Surgical site closure
Closure of the surgical site will be predicated upon how the internal screw access of the implant is covered. If a cover screw or internal closure screw is placed, then primary closure is preferable. Proceeding in this manner will require a second stage uncovering procedure once the fixture has integrated. Regardless of the reason for performing a two-stage approach (such as minor grafting of the site), any endeavors toward guiding the soft tissue emergence profile must be performed at the second stage. If the patient has a transitional restoration, whether fixed (resin bonded bridge or acrylic provisional bridge) or removable (“flipper”), relief of the pontic tooth is necessary in order to avoid pressure on the flaps.
When primary closure is not necessary, closure of the surgical site should attempt to create the desired soft tissue profile in preparation for the final restoration whenever possible. This can be accomplished with a healing abutment or provisional crown. An immediately placed provisional crown should exactly mimic the contours of the definitive restoration and guide soft tissue healing. Once adequate stability of the implant occurs (approximately 6 weeks), the provisional restoration can be removed and the shape adjusted if needed.
If a healing abutment is used, the contours should approximate those of the final restoration, taking into account the selections available from each implant manufacturer. Both methods can be used even when minor bone grafting is performed (Fig. 16-11).
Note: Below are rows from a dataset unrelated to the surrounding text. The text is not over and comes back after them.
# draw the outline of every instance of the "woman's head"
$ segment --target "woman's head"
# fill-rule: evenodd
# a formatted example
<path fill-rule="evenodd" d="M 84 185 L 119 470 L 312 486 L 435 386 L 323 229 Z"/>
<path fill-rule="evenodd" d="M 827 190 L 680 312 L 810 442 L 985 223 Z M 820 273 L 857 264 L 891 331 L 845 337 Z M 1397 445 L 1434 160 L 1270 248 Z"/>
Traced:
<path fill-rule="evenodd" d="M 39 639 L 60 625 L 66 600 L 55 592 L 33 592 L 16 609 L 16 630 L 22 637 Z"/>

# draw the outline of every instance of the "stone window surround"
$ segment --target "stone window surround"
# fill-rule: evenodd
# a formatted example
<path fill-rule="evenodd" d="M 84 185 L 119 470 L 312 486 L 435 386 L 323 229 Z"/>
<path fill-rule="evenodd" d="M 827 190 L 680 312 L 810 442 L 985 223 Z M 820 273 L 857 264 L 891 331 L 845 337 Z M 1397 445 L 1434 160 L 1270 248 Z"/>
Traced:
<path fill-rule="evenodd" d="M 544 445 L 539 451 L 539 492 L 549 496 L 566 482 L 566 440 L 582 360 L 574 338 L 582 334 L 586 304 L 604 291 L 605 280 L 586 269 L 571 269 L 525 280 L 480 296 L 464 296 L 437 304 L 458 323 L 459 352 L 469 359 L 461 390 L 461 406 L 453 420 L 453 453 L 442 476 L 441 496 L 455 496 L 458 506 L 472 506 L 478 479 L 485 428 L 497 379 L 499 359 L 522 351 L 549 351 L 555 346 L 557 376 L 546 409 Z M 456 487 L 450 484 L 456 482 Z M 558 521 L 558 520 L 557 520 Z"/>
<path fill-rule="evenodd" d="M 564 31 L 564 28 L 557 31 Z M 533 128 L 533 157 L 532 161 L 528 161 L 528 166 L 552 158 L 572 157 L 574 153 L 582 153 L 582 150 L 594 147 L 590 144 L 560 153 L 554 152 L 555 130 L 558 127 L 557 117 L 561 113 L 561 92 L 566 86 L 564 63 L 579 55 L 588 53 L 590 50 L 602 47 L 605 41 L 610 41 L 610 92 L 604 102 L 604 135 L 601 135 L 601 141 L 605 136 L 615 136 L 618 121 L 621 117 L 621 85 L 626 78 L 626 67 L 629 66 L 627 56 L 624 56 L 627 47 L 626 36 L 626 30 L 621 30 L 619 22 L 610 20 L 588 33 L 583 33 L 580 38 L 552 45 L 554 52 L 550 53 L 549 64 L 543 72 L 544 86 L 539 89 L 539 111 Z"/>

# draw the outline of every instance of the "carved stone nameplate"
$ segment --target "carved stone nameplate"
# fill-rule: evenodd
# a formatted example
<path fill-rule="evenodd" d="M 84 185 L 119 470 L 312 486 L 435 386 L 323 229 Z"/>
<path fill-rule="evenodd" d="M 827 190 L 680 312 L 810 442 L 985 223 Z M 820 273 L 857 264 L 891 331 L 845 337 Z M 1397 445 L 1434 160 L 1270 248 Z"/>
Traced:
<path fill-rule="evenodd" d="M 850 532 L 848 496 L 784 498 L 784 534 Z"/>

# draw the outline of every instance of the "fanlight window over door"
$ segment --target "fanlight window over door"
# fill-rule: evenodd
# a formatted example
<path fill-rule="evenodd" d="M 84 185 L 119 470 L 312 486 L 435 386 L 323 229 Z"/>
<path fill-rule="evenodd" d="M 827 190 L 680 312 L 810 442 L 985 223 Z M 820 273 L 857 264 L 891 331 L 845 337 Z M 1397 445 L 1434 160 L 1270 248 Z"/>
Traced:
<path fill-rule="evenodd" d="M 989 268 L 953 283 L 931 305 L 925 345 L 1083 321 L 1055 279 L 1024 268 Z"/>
When securing the provisional crown, it is crucial that light force is used with a hand driver when tightening the abutment screw while simultaneously holding the crown/implant unit with finger stabilization. Even though the fixture may seem extremely stable, it is purely a mechanical phenomenon. Using a torque driver or heavy finger pressure at this point could cause eccentric force to be applied to the fixture and could possibly interfere with successful osseointegration. Using light force at initial placement will also allow for easier removal of the provisional restoration when making any modifications or changes that may be desired after the initial 6 weeks of healing.
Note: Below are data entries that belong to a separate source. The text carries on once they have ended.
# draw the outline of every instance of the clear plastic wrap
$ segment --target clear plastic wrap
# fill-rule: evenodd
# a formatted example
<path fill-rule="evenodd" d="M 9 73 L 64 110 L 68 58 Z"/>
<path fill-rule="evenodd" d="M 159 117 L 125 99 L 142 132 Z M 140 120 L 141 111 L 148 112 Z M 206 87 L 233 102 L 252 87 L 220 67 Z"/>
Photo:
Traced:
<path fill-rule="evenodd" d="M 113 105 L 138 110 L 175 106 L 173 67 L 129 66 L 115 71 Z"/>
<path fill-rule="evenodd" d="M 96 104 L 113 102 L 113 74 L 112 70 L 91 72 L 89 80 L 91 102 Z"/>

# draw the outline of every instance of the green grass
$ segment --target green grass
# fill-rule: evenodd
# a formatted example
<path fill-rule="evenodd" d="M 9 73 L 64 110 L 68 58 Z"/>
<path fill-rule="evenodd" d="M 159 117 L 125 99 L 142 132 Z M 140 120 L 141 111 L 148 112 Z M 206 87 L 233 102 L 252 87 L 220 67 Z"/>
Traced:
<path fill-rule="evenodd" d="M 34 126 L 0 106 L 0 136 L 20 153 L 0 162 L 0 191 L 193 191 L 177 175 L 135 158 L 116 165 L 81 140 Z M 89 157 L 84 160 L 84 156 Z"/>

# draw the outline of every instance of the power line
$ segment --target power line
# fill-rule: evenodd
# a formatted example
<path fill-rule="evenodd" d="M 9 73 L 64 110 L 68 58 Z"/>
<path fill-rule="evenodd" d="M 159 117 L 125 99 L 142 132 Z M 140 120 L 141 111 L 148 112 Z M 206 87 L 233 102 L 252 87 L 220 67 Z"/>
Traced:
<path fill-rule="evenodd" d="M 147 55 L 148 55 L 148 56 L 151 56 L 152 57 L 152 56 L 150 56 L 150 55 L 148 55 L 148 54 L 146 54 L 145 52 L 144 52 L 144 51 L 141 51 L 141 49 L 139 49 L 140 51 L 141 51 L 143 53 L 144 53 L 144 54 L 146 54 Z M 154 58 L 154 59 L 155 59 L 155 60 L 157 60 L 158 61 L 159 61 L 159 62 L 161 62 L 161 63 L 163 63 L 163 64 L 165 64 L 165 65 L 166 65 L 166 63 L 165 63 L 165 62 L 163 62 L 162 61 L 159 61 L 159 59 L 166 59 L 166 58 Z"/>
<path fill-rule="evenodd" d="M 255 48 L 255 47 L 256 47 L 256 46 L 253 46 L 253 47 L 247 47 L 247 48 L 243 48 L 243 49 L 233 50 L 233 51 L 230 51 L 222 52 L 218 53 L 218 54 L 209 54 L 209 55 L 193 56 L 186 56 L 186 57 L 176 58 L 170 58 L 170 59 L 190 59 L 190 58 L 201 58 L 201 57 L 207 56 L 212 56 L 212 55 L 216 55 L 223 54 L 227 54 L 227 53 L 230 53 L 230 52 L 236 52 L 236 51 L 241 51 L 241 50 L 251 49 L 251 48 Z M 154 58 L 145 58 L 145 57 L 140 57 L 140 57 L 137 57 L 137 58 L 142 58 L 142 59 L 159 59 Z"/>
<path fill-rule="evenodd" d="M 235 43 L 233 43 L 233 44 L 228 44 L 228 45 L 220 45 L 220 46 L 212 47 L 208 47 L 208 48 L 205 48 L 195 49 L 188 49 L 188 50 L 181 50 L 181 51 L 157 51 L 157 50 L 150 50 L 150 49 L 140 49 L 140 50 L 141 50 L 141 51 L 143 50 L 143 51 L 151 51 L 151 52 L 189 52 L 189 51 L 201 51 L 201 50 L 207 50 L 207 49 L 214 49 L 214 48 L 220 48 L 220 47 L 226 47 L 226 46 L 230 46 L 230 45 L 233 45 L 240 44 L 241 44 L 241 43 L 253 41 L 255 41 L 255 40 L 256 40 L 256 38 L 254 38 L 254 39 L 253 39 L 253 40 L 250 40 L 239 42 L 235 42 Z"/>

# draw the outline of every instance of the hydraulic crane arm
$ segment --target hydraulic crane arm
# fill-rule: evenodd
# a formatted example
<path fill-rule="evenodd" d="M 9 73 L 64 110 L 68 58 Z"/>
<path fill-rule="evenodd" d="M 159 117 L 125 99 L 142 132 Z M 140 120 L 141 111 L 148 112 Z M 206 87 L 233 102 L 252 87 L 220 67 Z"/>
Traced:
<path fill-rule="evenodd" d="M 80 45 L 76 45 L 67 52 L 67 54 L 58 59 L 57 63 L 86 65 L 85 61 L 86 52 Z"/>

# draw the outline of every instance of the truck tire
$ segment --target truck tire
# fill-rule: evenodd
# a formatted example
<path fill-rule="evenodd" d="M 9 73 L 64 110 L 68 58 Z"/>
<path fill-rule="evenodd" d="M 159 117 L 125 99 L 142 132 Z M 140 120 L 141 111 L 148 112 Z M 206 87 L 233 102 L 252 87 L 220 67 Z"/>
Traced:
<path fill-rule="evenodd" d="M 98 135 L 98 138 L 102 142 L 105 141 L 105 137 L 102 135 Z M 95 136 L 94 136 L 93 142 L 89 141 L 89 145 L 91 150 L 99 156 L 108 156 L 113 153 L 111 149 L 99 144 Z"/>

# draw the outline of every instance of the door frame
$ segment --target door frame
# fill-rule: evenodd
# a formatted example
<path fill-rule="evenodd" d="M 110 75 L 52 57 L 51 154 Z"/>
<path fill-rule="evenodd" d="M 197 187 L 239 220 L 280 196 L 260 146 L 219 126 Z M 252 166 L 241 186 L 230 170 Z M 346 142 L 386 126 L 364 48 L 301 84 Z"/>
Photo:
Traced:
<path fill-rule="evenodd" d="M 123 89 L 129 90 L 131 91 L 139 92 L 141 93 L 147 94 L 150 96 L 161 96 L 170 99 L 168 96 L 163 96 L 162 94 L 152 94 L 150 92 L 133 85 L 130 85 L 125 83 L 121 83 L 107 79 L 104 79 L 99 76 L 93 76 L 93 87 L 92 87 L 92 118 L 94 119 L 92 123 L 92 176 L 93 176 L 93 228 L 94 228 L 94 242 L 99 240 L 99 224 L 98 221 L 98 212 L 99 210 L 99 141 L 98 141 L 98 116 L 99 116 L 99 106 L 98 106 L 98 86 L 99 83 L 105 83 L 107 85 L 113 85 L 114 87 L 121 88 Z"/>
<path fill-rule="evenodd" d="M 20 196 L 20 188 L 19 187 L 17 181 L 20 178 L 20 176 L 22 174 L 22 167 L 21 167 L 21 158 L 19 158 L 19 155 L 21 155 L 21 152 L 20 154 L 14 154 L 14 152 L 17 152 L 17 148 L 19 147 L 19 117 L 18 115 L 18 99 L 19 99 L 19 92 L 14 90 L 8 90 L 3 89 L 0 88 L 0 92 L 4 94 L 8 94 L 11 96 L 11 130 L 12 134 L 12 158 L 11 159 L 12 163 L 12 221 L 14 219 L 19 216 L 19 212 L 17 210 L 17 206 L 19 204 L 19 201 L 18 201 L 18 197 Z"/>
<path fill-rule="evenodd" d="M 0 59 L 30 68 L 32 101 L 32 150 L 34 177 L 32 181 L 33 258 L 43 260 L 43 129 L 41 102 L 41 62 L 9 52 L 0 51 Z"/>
If vertical incisions are placed beyond the mucogingival junction or an envelope flap is extended laterally, buccal positioning of the flap is possible, with the abutment maintaining this surgical augmentation The height of the abutment must be considered if a transitional restoration is being used because it could interfere with full seating. Relining of a removable appliance or adjustment of a fixed provisional restoration must be accomplished post placement. A limiting factor with healing abutments is that they have a round profile (less of a factor for incisors). However, by placing a provisional restoration after healing, any minor discrepancies are easily corrected.
Clinical case: Single tooth with soft tissue guidance
A 29-year-old man presented for a single implant in the maxillary right central incisor position. Adequate bone volume of the edentulous ridge was present for implant placement, but there was a sloping deficit of the facial gingiva (Fig. 16-12 A). Papillae-sparing incisions were made and the flap was reflected (Fig. 16-12 B).